Intraocular surgery was approved by the Food and Drug Administration about a year ago and is the only FDA approved surgery of its kind, said Dr. Mohammad Karbassi, an ophthalmologist at Billings Clinic who performed Merriman’s surgery.
Karbassi said intraocular technology first emerged in the 1950s but only recently was refined enough for public consumption. It is similar to the technology used for cataract surgery.
In separate procedures, Karbassi slipped a tiny plastic lens into each of Merriman’s eyes through a 6 mm incision and clipped it to her iris.
“The beauty of this is it’s reversible,” Karbassi said. “It also doesn’t alter the shape of the cornea.”
In Lasik surgery, which Karbassi also performs, layers of the cornea are shaved off to correct a patient’s vision.
“The more near-sightedness you are correcting, the more you are shaving off,” Karbassi said. “There has to be a limit.”
No Lasik surgery
Merriman’s eyes were beyond the limit, and she did not qualify for Lasik surgery.
She read about intraocular surgery in the newspaper shortly after it was FDA-approved last year.
“I said, ‘OK, this is what I’ve been saving my money for,’” she said. “I figured I’d have to go to a big city to have it done.

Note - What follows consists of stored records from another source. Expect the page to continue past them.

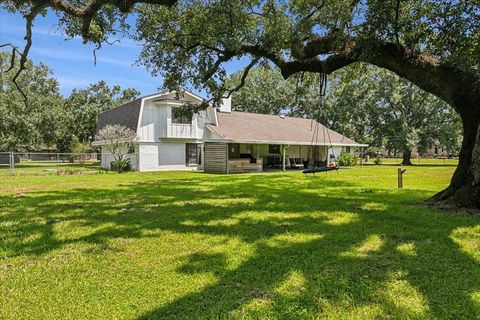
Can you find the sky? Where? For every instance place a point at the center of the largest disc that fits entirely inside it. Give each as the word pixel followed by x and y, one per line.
pixel 72 61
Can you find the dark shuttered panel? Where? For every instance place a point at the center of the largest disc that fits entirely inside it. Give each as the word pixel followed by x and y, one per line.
pixel 215 157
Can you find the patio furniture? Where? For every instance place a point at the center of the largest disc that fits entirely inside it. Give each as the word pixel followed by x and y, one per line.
pixel 295 163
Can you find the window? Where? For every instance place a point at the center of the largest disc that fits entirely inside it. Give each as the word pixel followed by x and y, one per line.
pixel 192 154
pixel 179 116
pixel 274 148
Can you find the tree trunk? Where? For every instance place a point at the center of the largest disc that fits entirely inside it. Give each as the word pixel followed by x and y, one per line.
pixel 407 154
pixel 464 188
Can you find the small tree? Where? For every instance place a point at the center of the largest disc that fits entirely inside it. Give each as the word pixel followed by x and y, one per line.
pixel 117 140
pixel 80 149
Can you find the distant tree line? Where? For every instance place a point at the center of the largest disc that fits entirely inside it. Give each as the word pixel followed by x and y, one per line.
pixel 369 104
pixel 52 121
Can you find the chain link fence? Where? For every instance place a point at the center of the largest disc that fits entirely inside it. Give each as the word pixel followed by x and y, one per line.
pixel 36 163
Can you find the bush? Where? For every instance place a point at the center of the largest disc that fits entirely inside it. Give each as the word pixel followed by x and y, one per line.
pixel 346 159
pixel 121 165
pixel 378 160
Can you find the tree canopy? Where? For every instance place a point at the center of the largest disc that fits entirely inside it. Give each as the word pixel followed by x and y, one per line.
pixel 50 120
pixel 363 102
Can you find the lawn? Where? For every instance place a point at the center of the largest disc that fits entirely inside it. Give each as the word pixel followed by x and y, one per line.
pixel 274 245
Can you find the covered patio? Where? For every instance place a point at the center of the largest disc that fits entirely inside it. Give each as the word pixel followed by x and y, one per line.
pixel 249 142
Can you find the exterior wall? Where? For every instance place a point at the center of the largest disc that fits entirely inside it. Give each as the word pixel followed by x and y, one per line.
pixel 216 157
pixel 107 158
pixel 163 156
pixel 162 144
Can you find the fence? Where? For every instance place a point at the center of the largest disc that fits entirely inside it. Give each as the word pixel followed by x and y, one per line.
pixel 13 163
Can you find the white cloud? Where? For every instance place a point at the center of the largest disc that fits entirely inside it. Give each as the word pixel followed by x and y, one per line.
pixel 68 55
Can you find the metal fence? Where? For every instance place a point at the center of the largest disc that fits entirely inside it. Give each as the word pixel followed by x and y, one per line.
pixel 38 163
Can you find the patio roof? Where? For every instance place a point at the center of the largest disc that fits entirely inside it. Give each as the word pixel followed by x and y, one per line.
pixel 255 128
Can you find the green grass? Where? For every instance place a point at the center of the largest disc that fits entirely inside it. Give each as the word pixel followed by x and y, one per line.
pixel 274 245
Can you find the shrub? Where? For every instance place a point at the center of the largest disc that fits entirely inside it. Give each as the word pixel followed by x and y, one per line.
pixel 120 165
pixel 378 160
pixel 346 159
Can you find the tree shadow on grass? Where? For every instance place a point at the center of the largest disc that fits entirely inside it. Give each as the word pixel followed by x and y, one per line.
pixel 320 246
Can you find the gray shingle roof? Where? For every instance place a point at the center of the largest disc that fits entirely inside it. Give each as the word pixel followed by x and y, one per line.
pixel 254 127
pixel 126 115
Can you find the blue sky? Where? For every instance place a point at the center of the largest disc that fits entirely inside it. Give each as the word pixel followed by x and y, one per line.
pixel 72 62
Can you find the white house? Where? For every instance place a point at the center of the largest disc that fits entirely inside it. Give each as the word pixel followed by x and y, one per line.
pixel 220 140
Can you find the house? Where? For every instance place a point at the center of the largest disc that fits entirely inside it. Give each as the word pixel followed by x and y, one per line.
pixel 218 141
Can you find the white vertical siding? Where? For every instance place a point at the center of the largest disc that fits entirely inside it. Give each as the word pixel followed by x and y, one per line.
pixel 153 122
pixel 107 158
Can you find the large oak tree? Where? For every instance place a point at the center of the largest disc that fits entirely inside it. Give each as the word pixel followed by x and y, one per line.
pixel 432 43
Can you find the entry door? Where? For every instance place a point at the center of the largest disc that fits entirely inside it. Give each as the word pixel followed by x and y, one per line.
pixel 233 151
pixel 191 154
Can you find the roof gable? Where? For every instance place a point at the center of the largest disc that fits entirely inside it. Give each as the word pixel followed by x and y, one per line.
pixel 126 115
pixel 255 127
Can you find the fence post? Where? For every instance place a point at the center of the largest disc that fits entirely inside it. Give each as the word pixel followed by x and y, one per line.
pixel 400 173
pixel 11 163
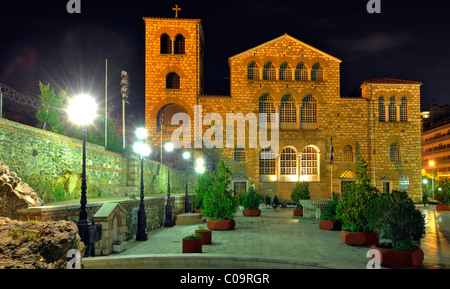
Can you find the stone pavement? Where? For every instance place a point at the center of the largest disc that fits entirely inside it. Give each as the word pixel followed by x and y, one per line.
pixel 272 240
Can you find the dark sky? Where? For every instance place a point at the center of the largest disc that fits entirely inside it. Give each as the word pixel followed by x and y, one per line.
pixel 40 40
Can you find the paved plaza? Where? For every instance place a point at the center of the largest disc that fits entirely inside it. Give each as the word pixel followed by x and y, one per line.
pixel 272 240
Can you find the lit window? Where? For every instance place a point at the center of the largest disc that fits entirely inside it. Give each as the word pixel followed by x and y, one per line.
pixel 285 72
pixel 288 109
pixel 309 109
pixel 266 108
pixel 267 162
pixel 269 71
pixel 288 161
pixel 252 71
pixel 301 72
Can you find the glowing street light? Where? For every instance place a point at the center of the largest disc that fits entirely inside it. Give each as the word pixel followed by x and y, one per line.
pixel 83 110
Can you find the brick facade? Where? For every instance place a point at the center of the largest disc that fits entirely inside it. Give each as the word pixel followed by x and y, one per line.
pixel 269 77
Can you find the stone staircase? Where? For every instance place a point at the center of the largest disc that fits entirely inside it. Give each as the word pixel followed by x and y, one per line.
pixel 189 219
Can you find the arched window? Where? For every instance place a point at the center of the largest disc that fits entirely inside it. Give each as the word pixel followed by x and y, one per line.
pixel 267 162
pixel 404 109
pixel 301 72
pixel 394 153
pixel 269 71
pixel 165 44
pixel 404 183
pixel 172 81
pixel 266 108
pixel 252 71
pixel 288 161
pixel 288 109
pixel 309 168
pixel 381 109
pixel 317 72
pixel 309 109
pixel 347 155
pixel 178 44
pixel 392 109
pixel 285 72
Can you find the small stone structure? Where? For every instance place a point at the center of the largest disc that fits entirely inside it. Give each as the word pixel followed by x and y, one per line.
pixel 112 216
pixel 313 208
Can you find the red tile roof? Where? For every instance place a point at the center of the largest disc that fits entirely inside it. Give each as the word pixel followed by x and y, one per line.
pixel 392 81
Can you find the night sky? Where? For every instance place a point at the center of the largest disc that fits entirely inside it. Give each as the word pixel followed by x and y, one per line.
pixel 41 41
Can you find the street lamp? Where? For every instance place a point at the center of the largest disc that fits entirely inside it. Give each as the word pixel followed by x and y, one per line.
pixel 187 209
pixel 169 222
pixel 143 150
pixel 82 110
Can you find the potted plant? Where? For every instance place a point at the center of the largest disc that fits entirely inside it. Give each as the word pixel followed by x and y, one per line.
pixel 443 195
pixel 328 220
pixel 205 233
pixel 275 203
pixel 300 192
pixel 267 201
pixel 251 203
pixel 351 209
pixel 192 243
pixel 394 217
pixel 219 201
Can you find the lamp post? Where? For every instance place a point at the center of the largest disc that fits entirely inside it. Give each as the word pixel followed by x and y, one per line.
pixel 187 207
pixel 143 150
pixel 169 222
pixel 82 110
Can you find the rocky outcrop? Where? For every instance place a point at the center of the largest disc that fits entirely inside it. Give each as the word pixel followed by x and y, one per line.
pixel 15 194
pixel 37 245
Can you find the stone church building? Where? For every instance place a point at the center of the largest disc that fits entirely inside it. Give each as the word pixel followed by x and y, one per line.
pixel 297 84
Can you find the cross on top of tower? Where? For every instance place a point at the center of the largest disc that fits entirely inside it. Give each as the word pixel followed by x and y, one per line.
pixel 176 9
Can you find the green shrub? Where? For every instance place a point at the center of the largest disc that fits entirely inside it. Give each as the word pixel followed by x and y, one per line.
pixel 251 199
pixel 393 216
pixel 219 201
pixel 300 192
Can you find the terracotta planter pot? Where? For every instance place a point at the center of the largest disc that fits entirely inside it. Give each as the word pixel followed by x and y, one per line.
pixel 398 258
pixel 251 213
pixel 359 238
pixel 221 225
pixel 298 212
pixel 442 208
pixel 330 225
pixel 192 246
pixel 206 236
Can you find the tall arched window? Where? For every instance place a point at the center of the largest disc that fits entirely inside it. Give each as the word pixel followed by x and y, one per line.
pixel 178 44
pixel 301 72
pixel 288 161
pixel 165 44
pixel 269 71
pixel 381 109
pixel 404 109
pixel 392 109
pixel 266 108
pixel 347 155
pixel 285 72
pixel 404 183
pixel 317 72
pixel 309 167
pixel 252 71
pixel 172 81
pixel 267 162
pixel 394 153
pixel 309 109
pixel 288 109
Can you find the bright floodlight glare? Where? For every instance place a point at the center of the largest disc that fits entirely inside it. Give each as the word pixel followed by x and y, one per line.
pixel 168 146
pixel 141 133
pixel 141 148
pixel 82 109
pixel 186 155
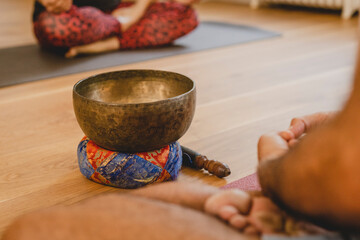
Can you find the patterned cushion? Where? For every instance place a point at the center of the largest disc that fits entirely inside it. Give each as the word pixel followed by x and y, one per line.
pixel 128 170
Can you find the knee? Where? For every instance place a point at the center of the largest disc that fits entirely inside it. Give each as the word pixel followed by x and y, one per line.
pixel 52 30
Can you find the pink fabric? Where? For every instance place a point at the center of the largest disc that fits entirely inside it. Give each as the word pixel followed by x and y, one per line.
pixel 249 183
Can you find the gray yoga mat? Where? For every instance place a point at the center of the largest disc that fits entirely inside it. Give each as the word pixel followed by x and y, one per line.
pixel 30 63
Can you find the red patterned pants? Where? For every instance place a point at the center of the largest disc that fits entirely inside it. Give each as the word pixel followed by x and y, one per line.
pixel 161 24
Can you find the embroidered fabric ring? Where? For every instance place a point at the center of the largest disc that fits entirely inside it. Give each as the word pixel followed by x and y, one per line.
pixel 128 170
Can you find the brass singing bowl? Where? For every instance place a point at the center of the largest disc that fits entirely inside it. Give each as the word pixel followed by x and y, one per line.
pixel 134 110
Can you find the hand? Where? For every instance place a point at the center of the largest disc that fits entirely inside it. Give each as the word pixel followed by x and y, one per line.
pixel 56 6
pixel 252 213
pixel 302 125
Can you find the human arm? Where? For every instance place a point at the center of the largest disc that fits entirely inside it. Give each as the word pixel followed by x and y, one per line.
pixel 316 179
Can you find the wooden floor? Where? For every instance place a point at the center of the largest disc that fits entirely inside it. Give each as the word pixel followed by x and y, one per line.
pixel 243 91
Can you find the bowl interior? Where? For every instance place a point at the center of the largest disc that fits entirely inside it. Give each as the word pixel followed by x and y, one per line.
pixel 134 87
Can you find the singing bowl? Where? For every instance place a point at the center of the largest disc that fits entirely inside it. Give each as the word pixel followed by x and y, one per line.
pixel 134 110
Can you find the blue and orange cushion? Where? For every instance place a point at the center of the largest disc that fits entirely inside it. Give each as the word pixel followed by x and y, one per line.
pixel 128 170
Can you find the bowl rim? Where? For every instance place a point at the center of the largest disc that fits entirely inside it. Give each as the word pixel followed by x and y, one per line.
pixel 128 104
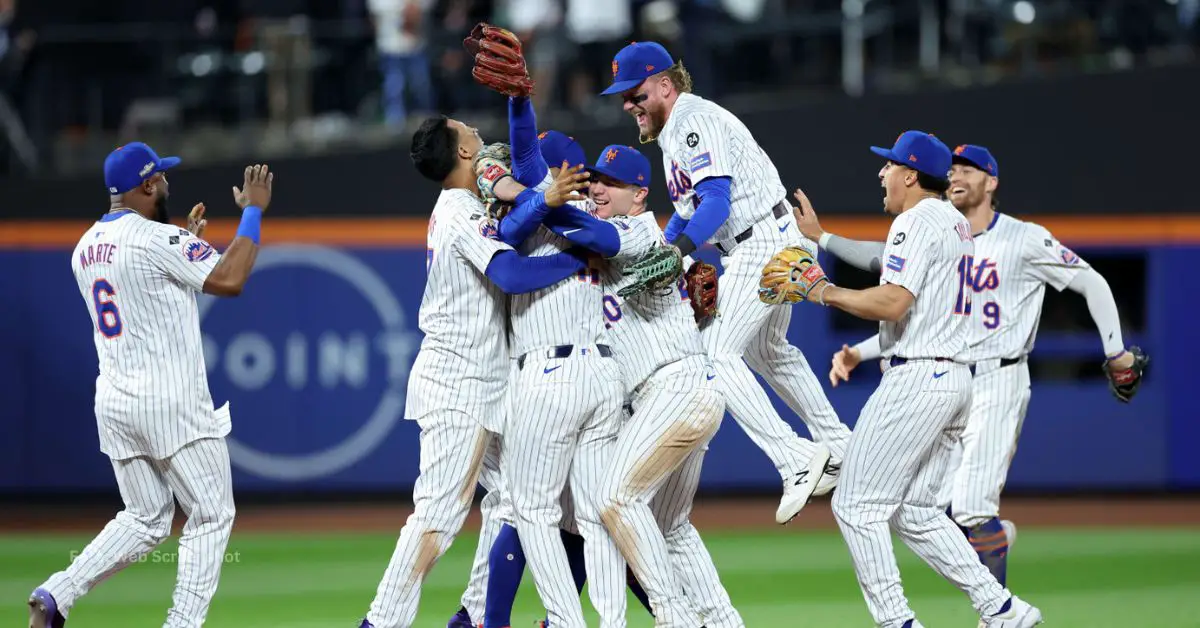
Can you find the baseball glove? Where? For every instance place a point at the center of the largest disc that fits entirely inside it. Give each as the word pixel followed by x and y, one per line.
pixel 492 163
pixel 701 280
pixel 499 60
pixel 1125 383
pixel 657 269
pixel 790 276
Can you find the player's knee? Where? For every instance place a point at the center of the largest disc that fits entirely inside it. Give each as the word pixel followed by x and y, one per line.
pixel 612 510
pixel 970 519
pixel 215 514
pixel 155 527
pixel 845 509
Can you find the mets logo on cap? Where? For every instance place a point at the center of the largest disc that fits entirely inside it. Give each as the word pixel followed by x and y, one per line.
pixel 197 250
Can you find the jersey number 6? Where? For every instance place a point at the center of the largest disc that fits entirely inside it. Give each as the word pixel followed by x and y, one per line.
pixel 108 316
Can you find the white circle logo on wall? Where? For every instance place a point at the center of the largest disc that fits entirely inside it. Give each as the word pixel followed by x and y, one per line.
pixel 388 411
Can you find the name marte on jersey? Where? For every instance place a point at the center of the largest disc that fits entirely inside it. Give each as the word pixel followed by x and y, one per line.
pixel 97 253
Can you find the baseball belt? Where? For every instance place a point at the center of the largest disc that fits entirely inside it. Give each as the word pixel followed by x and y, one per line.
pixel 725 246
pixel 563 351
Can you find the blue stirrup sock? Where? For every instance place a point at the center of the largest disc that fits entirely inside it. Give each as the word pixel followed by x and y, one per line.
pixel 990 543
pixel 505 566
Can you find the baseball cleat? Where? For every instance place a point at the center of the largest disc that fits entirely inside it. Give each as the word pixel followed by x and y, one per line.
pixel 461 620
pixel 43 610
pixel 798 489
pixel 1009 532
pixel 1014 614
pixel 828 480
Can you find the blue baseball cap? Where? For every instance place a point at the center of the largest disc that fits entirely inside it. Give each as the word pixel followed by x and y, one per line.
pixel 557 148
pixel 623 163
pixel 977 156
pixel 126 167
pixel 921 151
pixel 636 63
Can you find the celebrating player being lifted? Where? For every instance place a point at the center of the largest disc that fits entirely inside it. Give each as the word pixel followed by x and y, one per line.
pixel 901 446
pixel 1007 276
pixel 138 276
pixel 463 315
pixel 726 191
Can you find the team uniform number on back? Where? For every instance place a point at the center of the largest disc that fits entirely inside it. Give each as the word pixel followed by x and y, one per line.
pixel 108 315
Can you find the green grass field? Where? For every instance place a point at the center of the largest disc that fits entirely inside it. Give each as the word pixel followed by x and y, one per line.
pixel 1080 578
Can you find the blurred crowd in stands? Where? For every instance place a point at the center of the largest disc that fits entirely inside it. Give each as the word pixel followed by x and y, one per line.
pixel 76 66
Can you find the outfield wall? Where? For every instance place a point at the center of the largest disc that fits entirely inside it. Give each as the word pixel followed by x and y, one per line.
pixel 315 358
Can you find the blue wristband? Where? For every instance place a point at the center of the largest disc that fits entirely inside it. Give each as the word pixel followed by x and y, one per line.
pixel 251 223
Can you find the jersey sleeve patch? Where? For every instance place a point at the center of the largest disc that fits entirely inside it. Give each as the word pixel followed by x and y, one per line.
pixel 490 228
pixel 197 250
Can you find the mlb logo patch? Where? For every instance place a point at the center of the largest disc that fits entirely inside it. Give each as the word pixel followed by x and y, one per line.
pixel 487 228
pixel 197 250
pixel 701 161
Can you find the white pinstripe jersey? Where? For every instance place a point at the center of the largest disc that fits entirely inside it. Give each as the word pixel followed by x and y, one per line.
pixel 564 314
pixel 463 363
pixel 924 253
pixel 651 329
pixel 1013 263
pixel 703 139
pixel 138 279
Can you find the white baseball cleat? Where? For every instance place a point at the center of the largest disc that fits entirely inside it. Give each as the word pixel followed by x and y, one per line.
pixel 828 480
pixel 1019 615
pixel 798 489
pixel 1009 532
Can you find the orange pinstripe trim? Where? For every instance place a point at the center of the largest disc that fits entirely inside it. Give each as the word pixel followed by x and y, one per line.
pixel 1074 231
pixel 989 538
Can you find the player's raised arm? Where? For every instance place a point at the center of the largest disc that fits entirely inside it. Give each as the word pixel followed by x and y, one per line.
pixel 859 253
pixel 229 275
pixel 1061 268
pixel 511 271
pixel 533 207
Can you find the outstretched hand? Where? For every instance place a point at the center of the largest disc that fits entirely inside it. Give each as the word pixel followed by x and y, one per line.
pixel 256 189
pixel 567 185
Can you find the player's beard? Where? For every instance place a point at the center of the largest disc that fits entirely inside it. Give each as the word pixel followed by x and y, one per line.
pixel 971 199
pixel 160 208
pixel 658 120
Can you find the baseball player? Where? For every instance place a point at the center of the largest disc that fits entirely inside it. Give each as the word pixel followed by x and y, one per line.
pixel 1013 263
pixel 138 276
pixel 726 191
pixel 457 381
pixel 659 453
pixel 901 444
pixel 676 404
pixel 564 414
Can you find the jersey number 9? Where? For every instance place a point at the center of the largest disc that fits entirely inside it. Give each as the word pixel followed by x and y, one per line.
pixel 108 316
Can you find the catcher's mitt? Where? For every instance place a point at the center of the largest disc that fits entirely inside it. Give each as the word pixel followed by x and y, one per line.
pixel 659 268
pixel 492 163
pixel 1125 383
pixel 790 276
pixel 499 61
pixel 701 280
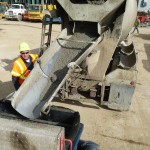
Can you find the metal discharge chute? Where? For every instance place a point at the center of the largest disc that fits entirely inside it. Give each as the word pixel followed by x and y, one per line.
pixel 89 55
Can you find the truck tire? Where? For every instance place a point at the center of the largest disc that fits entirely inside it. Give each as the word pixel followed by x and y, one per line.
pixel 19 18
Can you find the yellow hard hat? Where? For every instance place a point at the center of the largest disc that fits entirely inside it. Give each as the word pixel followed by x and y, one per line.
pixel 23 46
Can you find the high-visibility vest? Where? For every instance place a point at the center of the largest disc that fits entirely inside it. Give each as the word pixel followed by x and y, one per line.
pixel 20 69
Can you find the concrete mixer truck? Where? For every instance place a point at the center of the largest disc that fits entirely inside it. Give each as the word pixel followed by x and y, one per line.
pixel 90 59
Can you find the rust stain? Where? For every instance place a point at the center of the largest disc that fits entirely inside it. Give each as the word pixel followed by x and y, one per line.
pixel 20 142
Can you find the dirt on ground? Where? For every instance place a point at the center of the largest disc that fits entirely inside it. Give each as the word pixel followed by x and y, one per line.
pixel 128 130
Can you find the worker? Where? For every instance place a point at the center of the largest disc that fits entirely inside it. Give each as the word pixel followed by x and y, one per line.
pixel 23 65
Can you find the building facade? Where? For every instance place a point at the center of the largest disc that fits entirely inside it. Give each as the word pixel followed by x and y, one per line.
pixel 25 1
pixel 144 5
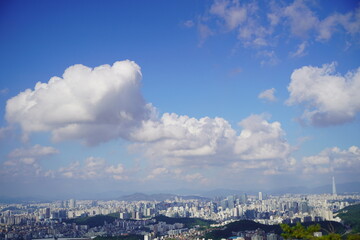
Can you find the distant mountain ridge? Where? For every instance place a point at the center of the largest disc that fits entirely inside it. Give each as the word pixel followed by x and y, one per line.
pixel 156 197
pixel 342 188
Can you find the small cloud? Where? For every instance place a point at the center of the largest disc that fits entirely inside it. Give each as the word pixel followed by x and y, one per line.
pixel 235 72
pixel 268 58
pixel 300 50
pixel 4 91
pixel 189 23
pixel 204 32
pixel 328 97
pixel 268 95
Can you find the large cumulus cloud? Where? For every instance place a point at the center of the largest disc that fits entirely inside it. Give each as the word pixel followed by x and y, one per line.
pixel 328 97
pixel 94 105
pixel 105 103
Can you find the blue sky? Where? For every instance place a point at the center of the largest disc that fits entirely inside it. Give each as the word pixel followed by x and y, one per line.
pixel 193 95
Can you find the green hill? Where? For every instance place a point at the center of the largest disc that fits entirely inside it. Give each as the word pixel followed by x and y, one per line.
pixel 248 225
pixel 351 217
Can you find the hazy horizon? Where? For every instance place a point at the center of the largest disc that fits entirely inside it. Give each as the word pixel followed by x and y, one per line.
pixel 140 96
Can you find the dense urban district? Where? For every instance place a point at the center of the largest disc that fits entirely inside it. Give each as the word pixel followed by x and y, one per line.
pixel 243 217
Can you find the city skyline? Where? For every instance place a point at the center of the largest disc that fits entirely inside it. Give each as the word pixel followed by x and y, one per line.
pixel 124 96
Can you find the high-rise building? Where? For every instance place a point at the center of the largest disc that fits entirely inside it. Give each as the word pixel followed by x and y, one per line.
pixel 72 203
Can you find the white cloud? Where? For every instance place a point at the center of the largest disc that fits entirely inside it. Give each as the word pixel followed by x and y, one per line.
pixel 182 142
pixel 29 156
pixel 264 27
pixel 93 168
pixel 35 151
pixel 180 137
pixel 268 95
pixel 231 12
pixel 261 140
pixel 329 98
pixel 4 91
pixel 333 160
pixel 350 22
pixel 300 18
pixel 204 32
pixel 94 105
pixel 300 50
pixel 189 23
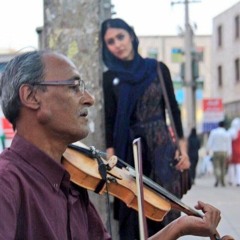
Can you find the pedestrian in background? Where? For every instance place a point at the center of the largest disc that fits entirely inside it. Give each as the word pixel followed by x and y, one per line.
pixel 220 146
pixel 234 162
pixel 193 148
pixel 135 107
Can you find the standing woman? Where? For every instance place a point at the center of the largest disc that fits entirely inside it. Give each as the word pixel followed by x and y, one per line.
pixel 134 107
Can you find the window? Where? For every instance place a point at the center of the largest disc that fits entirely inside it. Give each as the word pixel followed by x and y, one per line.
pixel 237 27
pixel 219 35
pixel 219 76
pixel 237 70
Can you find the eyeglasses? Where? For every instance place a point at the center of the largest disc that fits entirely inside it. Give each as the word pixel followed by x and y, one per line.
pixel 70 82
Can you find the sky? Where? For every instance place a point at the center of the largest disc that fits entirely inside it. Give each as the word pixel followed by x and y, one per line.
pixel 20 18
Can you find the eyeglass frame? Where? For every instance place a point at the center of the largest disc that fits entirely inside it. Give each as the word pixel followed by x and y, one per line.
pixel 69 82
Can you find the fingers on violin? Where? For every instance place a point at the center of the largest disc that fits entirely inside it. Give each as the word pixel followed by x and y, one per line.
pixel 227 237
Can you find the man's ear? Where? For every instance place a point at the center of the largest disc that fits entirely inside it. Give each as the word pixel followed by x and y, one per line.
pixel 27 96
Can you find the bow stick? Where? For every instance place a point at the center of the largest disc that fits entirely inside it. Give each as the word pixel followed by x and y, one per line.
pixel 139 183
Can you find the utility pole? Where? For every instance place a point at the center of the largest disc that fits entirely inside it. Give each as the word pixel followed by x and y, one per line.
pixel 189 85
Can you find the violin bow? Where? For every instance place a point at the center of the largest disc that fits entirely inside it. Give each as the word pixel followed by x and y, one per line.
pixel 139 183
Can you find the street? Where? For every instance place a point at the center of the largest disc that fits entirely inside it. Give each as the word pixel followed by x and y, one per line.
pixel 227 199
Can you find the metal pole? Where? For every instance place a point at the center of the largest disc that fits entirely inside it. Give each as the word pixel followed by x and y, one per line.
pixel 189 87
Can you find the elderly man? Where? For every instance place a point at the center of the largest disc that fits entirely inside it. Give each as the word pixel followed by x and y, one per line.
pixel 44 98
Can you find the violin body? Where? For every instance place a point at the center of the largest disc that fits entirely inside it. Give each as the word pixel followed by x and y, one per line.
pixel 120 184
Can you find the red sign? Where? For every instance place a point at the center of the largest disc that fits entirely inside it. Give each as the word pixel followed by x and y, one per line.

We had it right here in Montana.”
Merriman said her eyes felt uncomfortable for about a day after each surgery, but she could immediately see clearly.
“The worst of the whole thing was getting the IV needle,” she said.
She cannot feel the lenses in her eyes, but she can see them in the mirror if she shines a bright light on herself.
There are risks associated with the surgery, including infections and long-term damage to the cornea. But to Merriman, the risks were minor.
“It’s the best money I ever spent,” she said. “I would have paid more.”